Agora, o que mais impressionou a muitos – de desavisados a militantes profissionais – foi a extrema violência da série. Vi muita gente reclamando da tortura contra pessoas negras transformada em entretenimento, ou dos gatilhos (palavra da moda) que ela provoca – na geração assustada, claro. Little Marvin, o criador da série, usando o vocabulário próprio das ideologias do ressentimento, diz que “a série sempre foi sobre navegar no terror da branquitude. Não se tratava de explorar o trauma Negro. Tratava-se de navegar pelo terror da branquitude e, particularmente, do terror da supremacia branca neste país” (grifo meu). Com isso, dividiu opiniões; mas, a mim, mostrou ao que veio. Mostrou praticamente todos brancos como Filhos de Yacub – desmesuradamente malignos –, os fez torturarem sadicamente os negros, e provocou, na militância mais suscetível e exaltada, o sentimento de vingança que, aos poucos, vai tomando forma nos corações vazios de sentido.

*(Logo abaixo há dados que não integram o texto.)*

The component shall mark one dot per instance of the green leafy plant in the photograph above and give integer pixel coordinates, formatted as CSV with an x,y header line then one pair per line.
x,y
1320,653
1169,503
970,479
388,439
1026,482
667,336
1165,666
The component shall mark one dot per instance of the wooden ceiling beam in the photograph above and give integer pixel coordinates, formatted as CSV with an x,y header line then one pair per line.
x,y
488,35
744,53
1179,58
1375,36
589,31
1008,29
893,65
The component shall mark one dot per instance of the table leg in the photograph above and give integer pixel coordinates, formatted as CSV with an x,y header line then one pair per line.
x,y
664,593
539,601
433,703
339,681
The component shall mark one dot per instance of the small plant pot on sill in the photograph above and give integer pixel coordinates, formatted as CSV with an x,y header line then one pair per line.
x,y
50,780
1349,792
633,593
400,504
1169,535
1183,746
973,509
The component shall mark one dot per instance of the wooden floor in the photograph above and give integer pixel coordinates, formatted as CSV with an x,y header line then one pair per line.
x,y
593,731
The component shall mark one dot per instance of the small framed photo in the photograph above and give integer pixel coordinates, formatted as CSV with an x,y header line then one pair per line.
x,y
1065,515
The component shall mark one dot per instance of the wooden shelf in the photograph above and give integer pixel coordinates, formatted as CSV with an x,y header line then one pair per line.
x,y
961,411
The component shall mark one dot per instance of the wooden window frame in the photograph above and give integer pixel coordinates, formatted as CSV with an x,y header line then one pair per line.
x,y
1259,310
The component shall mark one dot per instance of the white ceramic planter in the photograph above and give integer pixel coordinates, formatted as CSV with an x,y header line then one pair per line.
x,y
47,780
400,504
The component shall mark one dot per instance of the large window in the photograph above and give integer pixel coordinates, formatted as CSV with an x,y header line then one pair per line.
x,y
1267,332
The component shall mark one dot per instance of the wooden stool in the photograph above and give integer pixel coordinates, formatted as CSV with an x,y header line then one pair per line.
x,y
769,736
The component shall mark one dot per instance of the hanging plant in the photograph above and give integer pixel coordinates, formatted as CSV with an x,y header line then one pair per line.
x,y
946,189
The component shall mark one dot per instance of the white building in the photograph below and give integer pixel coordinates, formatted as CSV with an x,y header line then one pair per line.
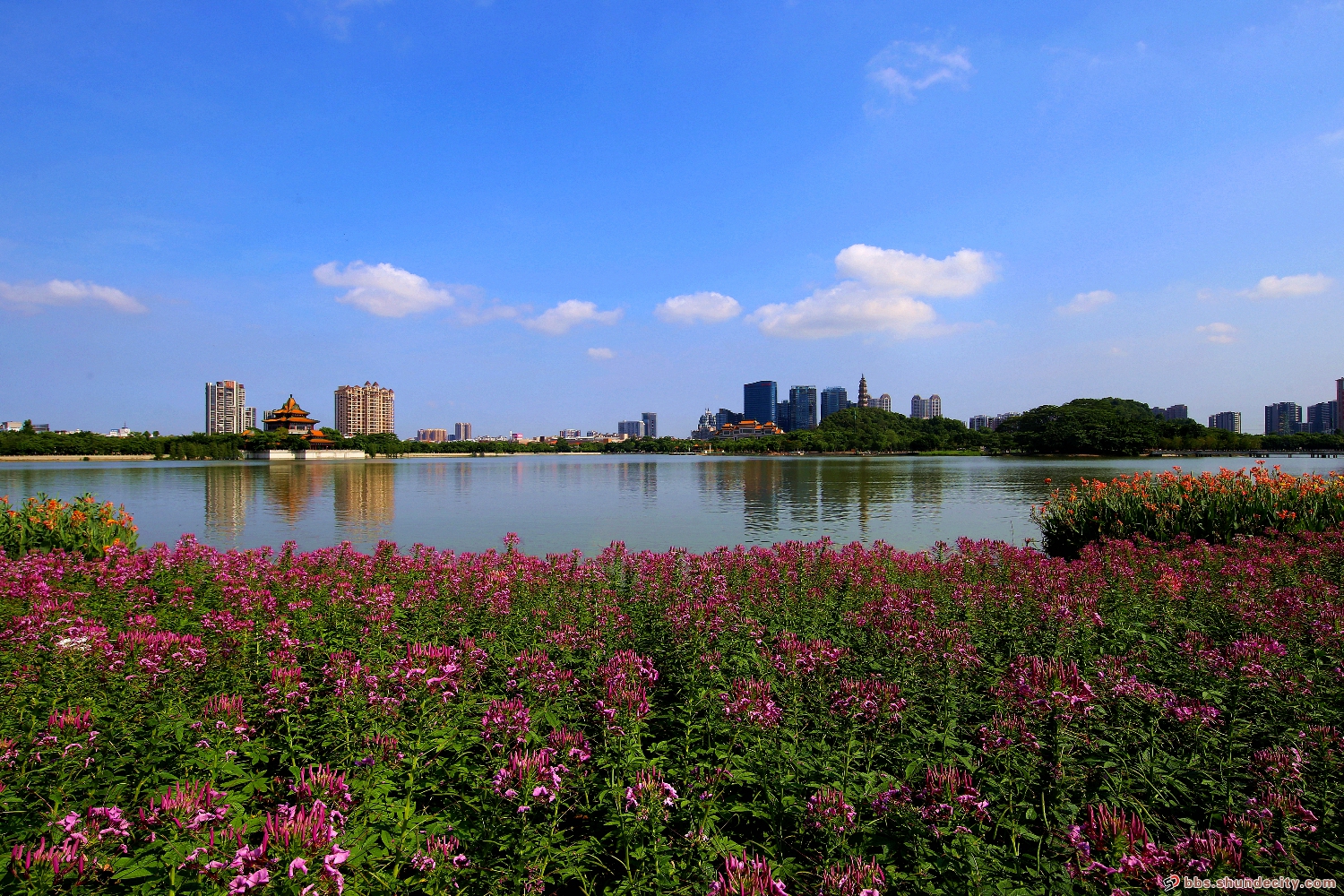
x,y
365,410
226,409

Vi um comentário, numa rede social, dizendo que a série “demonstra o caráter monstruoso da branquitude”. Uma moça, mestiça, que provavelmente tem parentes brancos. Mas isso não importa, pois o ódio ao branco não é mais ódio à pessoa branca, tornou-se impessoal, ideológico e, como diz o filósofo Gabriel Liiceanu, em Do Ódio, “já não se odeia uma pessoa isolada, mas odeia-se uma pessoa como agente de uma categoria. Odeia-se uma hipótese englobadora […]. Odeia-se a alguém como: odeias alguém como burguês, como hebreu, como cigano, como intelectual, como islamita, como americano, como húngaro etc.”. E eu completo: como branco. E o pior: muitas pessoas brancas, também enfeitiçadas de ideologias do ressentimento e de um artificial sentimento de culpa, estão legitimando esse ódio e, como diz o ditado, cerrado o galho em que estão sentadas.
Aonde isso irá nos levar, só Deus sabe. Mas que essa série colocou mais um tijolinho na casa assombrada da militância revolucionária, isso ela fez.